Das irakische Versteckspiel

Nach Ansicht von Heiner Staub, Leiter der Waffenkontrollabteilung des Labors, der bei mehreren dieser Besuche als Industriechemiker dabei war, kann niemand feststellen, ob das Land über Massenvernichtungs-Waffen verfügt.

«Niemand weiss das wirklich, ausser den Irakis selber», sagte Staub gegenüber swissinfo.

«Es war während der Inspektionen [in den 90-ern] klar, dass die Inspektoren irregeführt wurden oder nicht alle Informationen erhielten», fügte er bei.

Lieber Deklaration statt Inspektionen

«Meiner Ansicht nach sollte man nicht an das Problem herangehen, indem man nach Irak zurückkehrt und herumrennt, um rauchende Gewehre zu finden», meint Staub.

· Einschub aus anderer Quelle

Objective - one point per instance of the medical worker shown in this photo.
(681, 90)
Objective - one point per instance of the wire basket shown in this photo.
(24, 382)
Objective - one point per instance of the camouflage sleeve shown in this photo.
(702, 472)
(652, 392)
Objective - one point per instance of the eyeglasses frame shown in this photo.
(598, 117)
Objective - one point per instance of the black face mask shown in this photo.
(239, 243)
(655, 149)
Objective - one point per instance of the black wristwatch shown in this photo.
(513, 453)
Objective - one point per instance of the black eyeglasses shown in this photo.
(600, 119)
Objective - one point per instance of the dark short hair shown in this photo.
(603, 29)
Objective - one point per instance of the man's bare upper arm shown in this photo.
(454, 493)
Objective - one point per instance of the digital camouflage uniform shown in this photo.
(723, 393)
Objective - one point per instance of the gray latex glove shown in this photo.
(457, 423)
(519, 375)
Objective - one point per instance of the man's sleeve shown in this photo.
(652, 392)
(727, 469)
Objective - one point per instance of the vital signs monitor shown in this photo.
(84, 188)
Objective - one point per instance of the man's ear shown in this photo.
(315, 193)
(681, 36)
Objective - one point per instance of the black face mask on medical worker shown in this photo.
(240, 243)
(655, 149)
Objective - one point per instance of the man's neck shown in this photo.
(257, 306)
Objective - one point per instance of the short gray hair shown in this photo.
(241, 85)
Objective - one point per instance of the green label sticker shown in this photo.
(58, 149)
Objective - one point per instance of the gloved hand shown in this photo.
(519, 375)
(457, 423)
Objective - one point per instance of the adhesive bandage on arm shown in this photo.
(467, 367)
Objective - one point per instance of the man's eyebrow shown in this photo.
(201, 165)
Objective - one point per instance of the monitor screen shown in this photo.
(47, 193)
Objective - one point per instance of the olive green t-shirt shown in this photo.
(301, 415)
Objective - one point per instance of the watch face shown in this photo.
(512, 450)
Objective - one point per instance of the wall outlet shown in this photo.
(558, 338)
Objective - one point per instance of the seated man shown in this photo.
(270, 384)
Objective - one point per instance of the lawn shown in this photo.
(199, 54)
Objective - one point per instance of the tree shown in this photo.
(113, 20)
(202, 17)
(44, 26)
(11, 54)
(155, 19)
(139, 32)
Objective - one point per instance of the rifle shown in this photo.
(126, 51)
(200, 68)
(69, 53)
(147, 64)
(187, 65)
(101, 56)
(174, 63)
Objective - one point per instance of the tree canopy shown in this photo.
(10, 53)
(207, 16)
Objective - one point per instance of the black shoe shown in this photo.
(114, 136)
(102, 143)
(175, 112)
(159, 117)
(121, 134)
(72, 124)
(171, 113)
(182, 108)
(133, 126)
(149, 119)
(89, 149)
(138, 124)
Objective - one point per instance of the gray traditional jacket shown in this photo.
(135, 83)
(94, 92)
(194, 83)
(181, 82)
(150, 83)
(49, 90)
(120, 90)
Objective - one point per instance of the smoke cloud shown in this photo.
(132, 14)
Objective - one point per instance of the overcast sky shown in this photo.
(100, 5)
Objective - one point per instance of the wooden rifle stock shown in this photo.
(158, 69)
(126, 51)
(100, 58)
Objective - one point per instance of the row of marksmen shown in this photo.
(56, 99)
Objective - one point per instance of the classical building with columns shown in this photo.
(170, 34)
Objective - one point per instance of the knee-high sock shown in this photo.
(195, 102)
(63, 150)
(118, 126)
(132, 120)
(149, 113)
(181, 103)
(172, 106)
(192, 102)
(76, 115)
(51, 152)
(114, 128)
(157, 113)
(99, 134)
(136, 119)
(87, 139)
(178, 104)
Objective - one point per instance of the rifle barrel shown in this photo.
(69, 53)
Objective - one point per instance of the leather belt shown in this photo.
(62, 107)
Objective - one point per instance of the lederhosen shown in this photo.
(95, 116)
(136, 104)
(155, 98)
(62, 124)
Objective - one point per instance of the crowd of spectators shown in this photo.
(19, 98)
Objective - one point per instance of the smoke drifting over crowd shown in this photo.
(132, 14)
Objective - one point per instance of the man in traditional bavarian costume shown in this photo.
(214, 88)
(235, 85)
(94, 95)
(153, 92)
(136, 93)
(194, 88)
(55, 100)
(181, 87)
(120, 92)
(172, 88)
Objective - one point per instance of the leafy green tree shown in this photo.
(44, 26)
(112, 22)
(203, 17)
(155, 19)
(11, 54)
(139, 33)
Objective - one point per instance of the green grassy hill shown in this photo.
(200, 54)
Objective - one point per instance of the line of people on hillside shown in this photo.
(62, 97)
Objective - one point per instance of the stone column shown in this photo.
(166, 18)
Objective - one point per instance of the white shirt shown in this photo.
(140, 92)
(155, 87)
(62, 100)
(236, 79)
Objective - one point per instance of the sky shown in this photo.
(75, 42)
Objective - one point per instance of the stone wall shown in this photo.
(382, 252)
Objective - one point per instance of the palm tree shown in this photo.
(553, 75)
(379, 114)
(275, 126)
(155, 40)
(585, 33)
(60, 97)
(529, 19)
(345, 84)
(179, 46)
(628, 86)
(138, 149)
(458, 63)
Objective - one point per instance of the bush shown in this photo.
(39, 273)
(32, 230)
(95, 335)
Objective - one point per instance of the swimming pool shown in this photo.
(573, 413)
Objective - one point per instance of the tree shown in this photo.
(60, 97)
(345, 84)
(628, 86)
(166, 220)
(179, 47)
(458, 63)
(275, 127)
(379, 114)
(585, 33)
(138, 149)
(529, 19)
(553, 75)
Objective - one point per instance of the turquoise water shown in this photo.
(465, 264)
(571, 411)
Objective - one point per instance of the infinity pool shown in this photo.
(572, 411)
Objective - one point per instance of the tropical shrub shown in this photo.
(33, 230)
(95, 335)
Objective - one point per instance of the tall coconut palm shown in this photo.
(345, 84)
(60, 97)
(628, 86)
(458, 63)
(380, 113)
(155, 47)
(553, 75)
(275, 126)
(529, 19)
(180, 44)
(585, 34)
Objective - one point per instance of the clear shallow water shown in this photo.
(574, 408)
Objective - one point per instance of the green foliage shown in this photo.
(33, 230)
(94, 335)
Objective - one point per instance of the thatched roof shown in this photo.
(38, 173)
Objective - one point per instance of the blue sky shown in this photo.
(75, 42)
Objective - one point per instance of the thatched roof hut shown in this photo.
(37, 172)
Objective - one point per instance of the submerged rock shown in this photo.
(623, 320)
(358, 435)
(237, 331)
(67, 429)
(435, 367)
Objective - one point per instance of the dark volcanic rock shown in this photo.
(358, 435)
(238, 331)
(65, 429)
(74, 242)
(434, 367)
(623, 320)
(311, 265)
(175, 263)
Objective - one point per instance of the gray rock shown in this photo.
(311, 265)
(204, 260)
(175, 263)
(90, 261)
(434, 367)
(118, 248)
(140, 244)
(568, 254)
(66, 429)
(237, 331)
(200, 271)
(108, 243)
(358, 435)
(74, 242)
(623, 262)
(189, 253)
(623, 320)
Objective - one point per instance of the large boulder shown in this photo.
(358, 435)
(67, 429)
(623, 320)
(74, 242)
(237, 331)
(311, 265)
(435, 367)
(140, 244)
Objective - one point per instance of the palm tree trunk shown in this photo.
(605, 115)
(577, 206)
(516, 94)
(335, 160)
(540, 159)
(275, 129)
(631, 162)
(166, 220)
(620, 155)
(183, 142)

«Die Lösung wäre, vollständige Deklarationen zu verlangen und dann zu überprüfen, ob diese Deklarationen die Information bestätigen, die wir bereits haben.»

Wegen der internationalen Spannungen im Golf dürften neue Inspektionen in einer Atmosphäre äussersten Argwohns und Misstrauens stattfinden. Laut Staub könnte dies mit etwas Diplomatie verhindert werden.

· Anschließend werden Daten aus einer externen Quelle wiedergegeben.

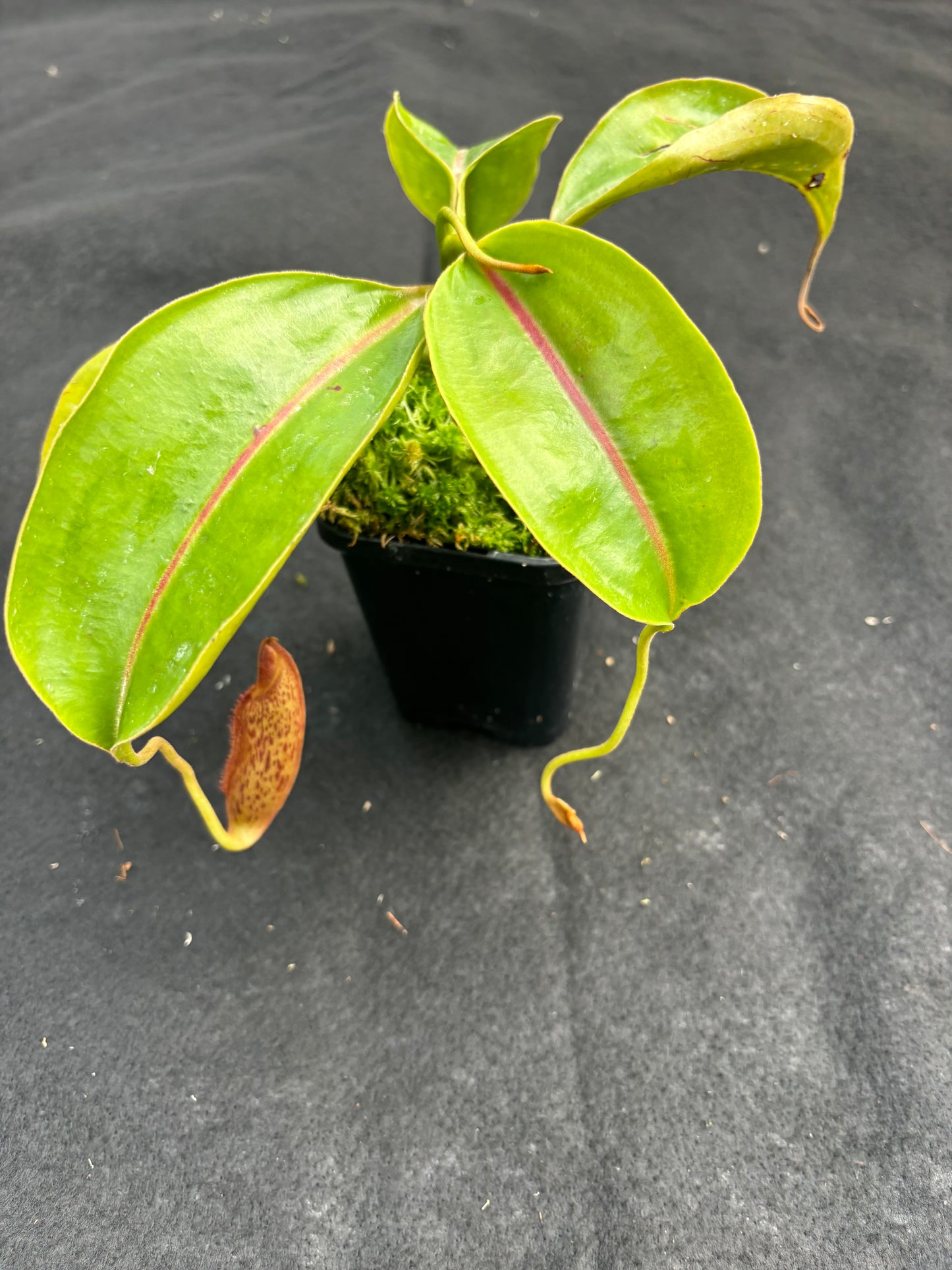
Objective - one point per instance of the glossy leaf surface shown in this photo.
(488, 185)
(267, 738)
(603, 416)
(686, 127)
(70, 398)
(186, 476)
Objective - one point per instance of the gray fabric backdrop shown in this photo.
(754, 1070)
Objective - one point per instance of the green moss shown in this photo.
(419, 479)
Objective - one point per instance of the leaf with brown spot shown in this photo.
(686, 127)
(267, 738)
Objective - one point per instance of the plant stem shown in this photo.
(159, 745)
(472, 249)
(561, 811)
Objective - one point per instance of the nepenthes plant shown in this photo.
(186, 461)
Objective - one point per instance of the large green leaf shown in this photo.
(193, 464)
(486, 185)
(70, 398)
(686, 127)
(602, 415)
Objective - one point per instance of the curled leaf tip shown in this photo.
(567, 816)
(267, 738)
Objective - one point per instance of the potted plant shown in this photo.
(184, 463)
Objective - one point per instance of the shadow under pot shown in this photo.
(468, 639)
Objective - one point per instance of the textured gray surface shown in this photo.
(754, 1070)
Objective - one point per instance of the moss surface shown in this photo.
(419, 479)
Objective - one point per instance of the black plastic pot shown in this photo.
(470, 639)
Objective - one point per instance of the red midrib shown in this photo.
(328, 371)
(594, 423)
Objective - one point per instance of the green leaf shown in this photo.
(602, 415)
(70, 398)
(423, 159)
(488, 185)
(686, 127)
(499, 175)
(190, 469)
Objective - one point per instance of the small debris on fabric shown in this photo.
(936, 837)
(395, 923)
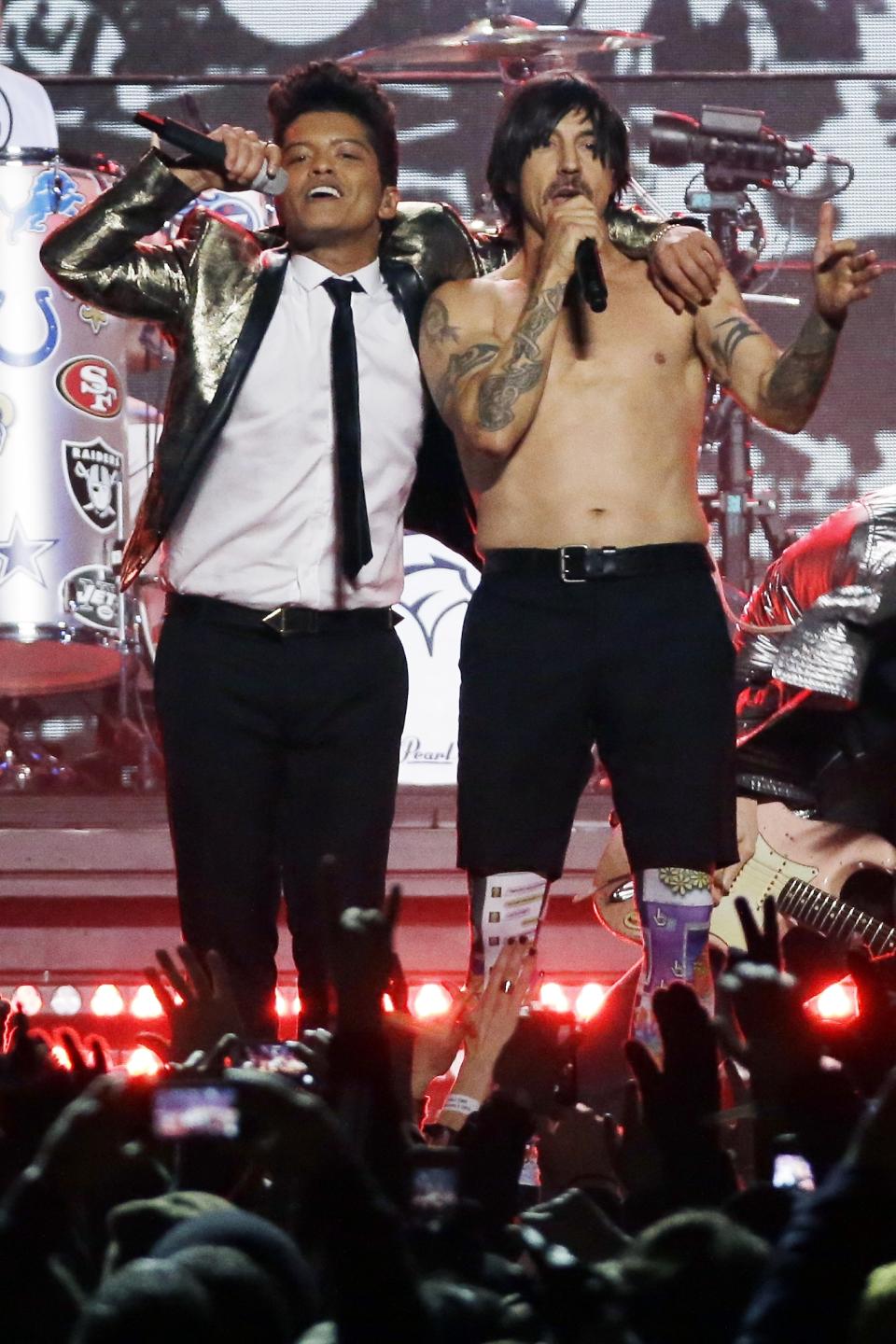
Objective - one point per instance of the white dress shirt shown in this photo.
(259, 525)
(27, 119)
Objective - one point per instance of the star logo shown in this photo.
(21, 553)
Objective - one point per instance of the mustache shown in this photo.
(574, 183)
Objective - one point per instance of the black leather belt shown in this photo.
(580, 564)
(281, 620)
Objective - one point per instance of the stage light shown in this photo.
(61, 1058)
(146, 1004)
(431, 1001)
(553, 996)
(27, 999)
(835, 1002)
(590, 1001)
(66, 1001)
(106, 1001)
(143, 1063)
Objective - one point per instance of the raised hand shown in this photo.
(685, 266)
(844, 275)
(207, 1010)
(363, 959)
(762, 945)
(246, 155)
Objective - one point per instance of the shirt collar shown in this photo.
(311, 274)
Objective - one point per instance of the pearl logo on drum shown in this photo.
(91, 473)
(91, 386)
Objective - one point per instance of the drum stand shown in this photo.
(128, 758)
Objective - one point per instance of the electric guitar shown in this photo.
(804, 864)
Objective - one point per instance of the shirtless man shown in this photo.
(596, 619)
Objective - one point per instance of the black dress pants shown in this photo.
(278, 750)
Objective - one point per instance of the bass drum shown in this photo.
(62, 446)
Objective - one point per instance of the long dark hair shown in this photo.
(526, 121)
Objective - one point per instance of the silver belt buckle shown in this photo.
(565, 555)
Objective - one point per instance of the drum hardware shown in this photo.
(735, 151)
(517, 46)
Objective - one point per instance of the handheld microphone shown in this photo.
(590, 275)
(207, 151)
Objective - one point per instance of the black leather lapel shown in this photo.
(409, 292)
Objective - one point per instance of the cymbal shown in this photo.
(500, 38)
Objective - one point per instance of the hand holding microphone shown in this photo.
(239, 159)
(571, 247)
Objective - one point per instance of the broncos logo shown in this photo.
(441, 585)
(52, 192)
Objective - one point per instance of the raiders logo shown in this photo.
(91, 473)
(91, 595)
(91, 386)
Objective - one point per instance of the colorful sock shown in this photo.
(675, 906)
(503, 907)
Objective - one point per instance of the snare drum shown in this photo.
(62, 446)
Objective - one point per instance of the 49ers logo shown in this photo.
(91, 385)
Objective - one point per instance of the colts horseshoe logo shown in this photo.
(24, 359)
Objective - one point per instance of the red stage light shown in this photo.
(143, 1063)
(835, 1002)
(431, 1001)
(146, 1004)
(553, 996)
(27, 999)
(590, 1001)
(106, 1001)
(61, 1058)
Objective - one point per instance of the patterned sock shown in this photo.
(675, 906)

Dipolmatie: Wichtig bei der Arbeit im Irak

«Einige unserer Leute vom Labor waren bei Inspektionen dabei, die nicht einfach waren, aber bei jenen, die ich persönlich begleitete, machte ich nie solche Erfahrungen», so Staub.

«Wenn es auch manchmal Spannungen gab, hatten wir doch immer den Eindruck, dass es eher ein Theater war. Es schien, dass sie sich zwingen mussten, uns unfreundlich zu begegnen.»

Staub verliess das Land mit dem Eindruck, dass die Menschen dort «sehr, sehr freundlich» sind.

«Ich denke, wenn man versucht, hart aufzutreten, bis hin zur Unhöflichkeit, wird man bei keiner Inspektion ans Ziel kommen. Man kann zwar bei der Verfolgung seines Ziels hart sein, aber dabei trotzdem höflich bleiben. Vielleicht waren nicht alle Chefinspektoren in Irak diplomatisch genug, um diese Regel einzuhalten.»

Ausbildung für eine bessere Welt

Das Labor Spiez ist ein wichtiges internationales Ausbildungszentrum. Vor kurzem half das Labor mit, die albanische Regierung für die Zerstörung von 20 Tonnen Nervengaswaffen auszubilden. Diese Woche fand in Spiez eine Konferenz von vorwiegend osteuropäischen Delegierten des Chemiewaffen-Abkommens statt.

Spiez ist auch wichtig für die Schweiz selber, um auf mögliche Angriffe mit chemischen oder biologischen Waffen vorbereitet zu sein: Militäroffiziere bilden Behörden wie Polizei, Feuerwehr und Rettungdienste darin aus, wie sie sich im Falle eines biologischen oder chemischen Angriffs verhalten sollen.

Neben den technischen Einrichtungen des Zentrums beherbergt das Labor auch das ständige Koordinationszentrum der Schweizer Armee für potenzielle Angriffe.

«Wir haben die Vision einer Welt, die frei von Massenvernichtungswaffen ist», erklärt Staub. «Dies ist natürlich eine Vision und nicht die Realität. Wir arbeiten aber in diese Richtung.»

swissinfo, Jacob Greber

Das Labor Spiez wurde 1925 gegründet.
98 Mitarbeitende
Budget: 20 Mio. Franken / Jahr
Abrüstung-Unterstützung in Russland.
Untersuchung chemischer Waffen: aus beiden Golfkriegen, Mitarbeit bei den UNO-Inspektionen.